Step 5 - Redaction of Data that identifies 3rd parties
After the report has been created, we would advise to thoroughly review all data in the Report and then undertake a process of redacting any reference to a 3rd party individual, that could breach the confidentiality of that 3rd party individual. Invenias has taken steps to mitigate the risk of a 3rd party being identified in the report by not including fields which clearly identify a 3rd party, e.g. “Reference From”. However, if a User inadvertently adds this data to any field e.g. Progress Notes, there is no automated means of checking and removing this content.
The following examples show how a 3rd party may be revealed inadvertently, requiring redaction.
Example 1
An email is attached as a journal item, the email includes a conversation chain where another person is openly discussed and containing numerous email signatures with contact details of the recipients.
E.g. “When Colin used to work with me at Invenias”.
Action - Redact the content exposing the 3rd party.
Example 2
Feedback is left from a 3rd party where they compare the data subject with another named individual.
E.g. “Colin didn’t perform as well in the interview as John Smith”.
Action – Redact the content exposing the 3rd party.
You may prefer to undertake this process by editing the report in the preview window, or printing the report, then manually editing/redacting, then scanning the edited document prior to submitting to the data subject.
It's understood that Personal data held by a controller may change for various reasons from the point that the request was submitted to when the Report is created and sent to the data subject. It is made clear in Data Privacy legislation in most jurisdictions that a User cannot amend or remove any personal data following a request which isn't part of a redaction process to exclude a 3rd party, or would otherwise not have been amended/removed if the Right of Access request hadn't been made.
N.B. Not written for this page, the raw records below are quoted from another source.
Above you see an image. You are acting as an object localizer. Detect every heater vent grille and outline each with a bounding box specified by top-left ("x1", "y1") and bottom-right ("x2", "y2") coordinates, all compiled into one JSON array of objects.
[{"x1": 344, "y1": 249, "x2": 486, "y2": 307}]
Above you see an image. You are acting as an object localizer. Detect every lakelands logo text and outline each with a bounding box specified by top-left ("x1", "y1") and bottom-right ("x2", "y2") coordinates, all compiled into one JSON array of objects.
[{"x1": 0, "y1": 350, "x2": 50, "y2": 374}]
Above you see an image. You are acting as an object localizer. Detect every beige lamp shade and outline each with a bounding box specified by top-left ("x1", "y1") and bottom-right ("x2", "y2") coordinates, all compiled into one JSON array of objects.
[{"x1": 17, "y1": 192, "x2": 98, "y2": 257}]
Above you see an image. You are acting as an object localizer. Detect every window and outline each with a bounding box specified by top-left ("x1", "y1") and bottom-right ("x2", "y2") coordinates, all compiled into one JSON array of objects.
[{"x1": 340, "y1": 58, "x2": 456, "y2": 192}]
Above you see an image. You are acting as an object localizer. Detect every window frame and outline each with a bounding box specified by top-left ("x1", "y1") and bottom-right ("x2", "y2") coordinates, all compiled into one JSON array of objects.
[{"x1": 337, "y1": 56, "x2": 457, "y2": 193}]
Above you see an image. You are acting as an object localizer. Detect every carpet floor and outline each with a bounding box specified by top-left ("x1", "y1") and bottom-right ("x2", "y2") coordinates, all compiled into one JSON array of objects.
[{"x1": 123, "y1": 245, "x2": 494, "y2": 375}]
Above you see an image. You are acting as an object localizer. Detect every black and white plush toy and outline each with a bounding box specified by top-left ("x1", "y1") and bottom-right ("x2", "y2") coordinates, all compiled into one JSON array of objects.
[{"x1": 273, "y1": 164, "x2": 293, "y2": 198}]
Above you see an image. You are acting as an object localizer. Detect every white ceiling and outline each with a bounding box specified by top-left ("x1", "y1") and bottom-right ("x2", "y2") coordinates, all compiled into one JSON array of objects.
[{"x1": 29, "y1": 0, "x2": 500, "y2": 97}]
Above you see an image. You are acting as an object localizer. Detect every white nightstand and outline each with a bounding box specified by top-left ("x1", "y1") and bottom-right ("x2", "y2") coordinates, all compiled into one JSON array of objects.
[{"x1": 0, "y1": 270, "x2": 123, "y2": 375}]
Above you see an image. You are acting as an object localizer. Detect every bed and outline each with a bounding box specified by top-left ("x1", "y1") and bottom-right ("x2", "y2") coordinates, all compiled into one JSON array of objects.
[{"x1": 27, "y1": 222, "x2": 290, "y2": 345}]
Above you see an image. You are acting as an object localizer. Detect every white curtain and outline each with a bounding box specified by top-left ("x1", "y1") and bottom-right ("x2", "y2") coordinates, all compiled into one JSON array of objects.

This is considered a criminal offence in certain jurisdictions.
Other Required information to include
In addition to the information stored in Invenias, where possible you should also take steps to check for data held in other systems you are using. E.g. Sharepoint, Office 365 Email.
We would advise to ensure that your Privacy Policy is updated to be compliant with relevant local legislation. This forms the central location where you can display the various compliance measures, definitions and categorisations required for compliance purposes.
When responding to the data access request we would advise to include a copy of supporting Documentation, e.g. your Data Privacy Policy, or a link to policies is they are publicly accessible on a website.
Your Privacy Policy can include the additional information required under the legislation in your jurisdiction you fall under, under GDPR this includes:
- The purposes of processing the data.
- The categories of personal data.
- The recipients or categories of recipients to whom the data has been shared with. E.g. Hiring managers in relation to Employment opportunities.
- The period for which the data is likely to be stored, or an explanation of the criteria used if this isn't possible.
- The right to lodge a complaint with a supervisory authority.
- Where data is transferred to a 3rd country or international organisation, confirmation of the safeguards in place.